Antipsychotic Drugs May Improve Neurocognition in Patients With Chronic Schizophrenia

After 2 months of treatment with various antipsychotic drugs, patients with chronic schizophrenia had small but significant improvements in neurocognition, according to the results of a randomized, double-blind study reported in the May issue of the Archives of General Psychiatry.

"Neurocognitive impairment in schizophrenia is severe and is an important predictor of functional outcome," write Richard S.E. Keefe, PhD, and colleagues from the Clinical Antipsychotic Trials of Intervention Effectiveness (CATIE) Investigators and the Neurocognitive Working Group. "The relative effect of the second-generation (atypical) antipsychotic drugs and older agents on neurocognition has not been comprehensively determined."

The objective of this study was to compare the neurocognitive effects of several second-generation antipsychotics (olanzapine, quetiapine fumarate, or risperidone) and a first-generation antipsychotic, perphenazine, used for up to 18 months. After its approval by the US Food and Drug Administration, the second-generation antipsychotic, ziprasidone hydrochloride, was also included.

Of 1493 patients randomized to treatment at 57 academic sites and treatment mental health facilities, 817 completed neurocognitive testing immediately before randomization and then after 2 months of treatment.

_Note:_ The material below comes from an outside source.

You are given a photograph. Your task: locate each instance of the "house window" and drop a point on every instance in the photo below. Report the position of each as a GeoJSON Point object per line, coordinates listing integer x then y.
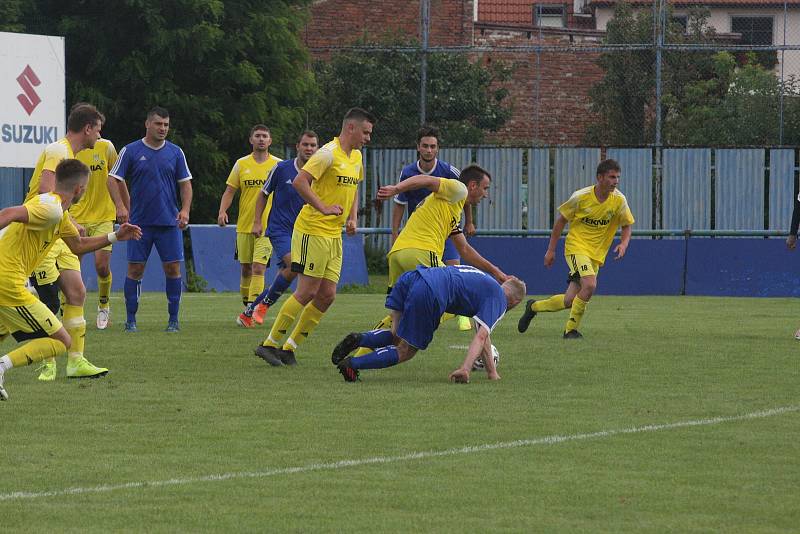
{"type": "Point", "coordinates": [754, 30]}
{"type": "Point", "coordinates": [550, 16]}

The main endpoint was change in a neurocognitive composite score after 2 months of treatment, and secondary outcome measures included neurocognitive composite score change at 6 and 18 months after continued treatment, and changes in neurocognitive domains.

At 2 months, treatment resulted in small neurocognitive improvements: z = 0.13 for olanzapine (P < .002), z = 0.25 for perphenazine (P < .001), z = 0.18 for quetiapine (P < .001), z = 0.26 for risperidone (P < .001), and z = 0.12 for ziprasidone (P < .06). There were no significant differences between groups, and results were similar at 6 months.

Neurocognitive improvement after 18 months of treatment was greater in the perphenazine group than in the olanzapine and risperidone groups. In patients treated with quetiapine or ziprasidone, neurocognitive improvement predicted longer time to treatment discontinuation, independent of symptom improvement.

"After 2 months of antipsychotic treatment, all groups had a small but significant improvement in neurocognition," the authors write. "There were no differences between any pair of agents, including the typical drug perphenazine. These results differ from the majority of previous studies."

The authors further note that the lack of a neurocognitive advantage for second-generation antipsychotics in this study suggests that the positive findings from earlier studies may not generalize well to the type of everyday clinical practice studied in the CATIE trial. Differing results may be explained in part by methodologic differences between the studies.

Study limitations include exclusion of patients with schizoaffective disorder, those with only 1 schizophrenic episode, or those who had adverse reactions to any of the treatments or were treatment resistant, limiting generalizability; randomization precluding assignment of a medication known to be more effective for certain subgroups of patients; randomization scheme preventing patients with tardive dyskinesia from receiving treatment with perphenazine; only 56% of the 1460 patients in the trial generated neurocognitive data at baseline and only 303 patients (21%) generated neurocognitive data after having been treated with the same antipsychotic for 18 months; and the possibility that neurocognitive improvement was related solely to practice effects or expectation bias.

"The small but statistically significant associations between symptomatic and cognitive improvement in the CATIE trial are consistent with the idea that decreases in distress and psychopathologic features lead to enhanced performance," R. Walter Heinrichs, PhD, from York University in Toronto, Ontario, Canada, writes in an accompanying commentary. "Therefore, many avenues of influence may exist, some related to the psychological and biological conditions that optimize or reduce performance and others involving the neural operations underlying performance itself. The unselective and modest cognitive effects of existing medications are a spur to the exploration of these avenues and hence to the discovery of more powerful and focused treatments for schizophrenia."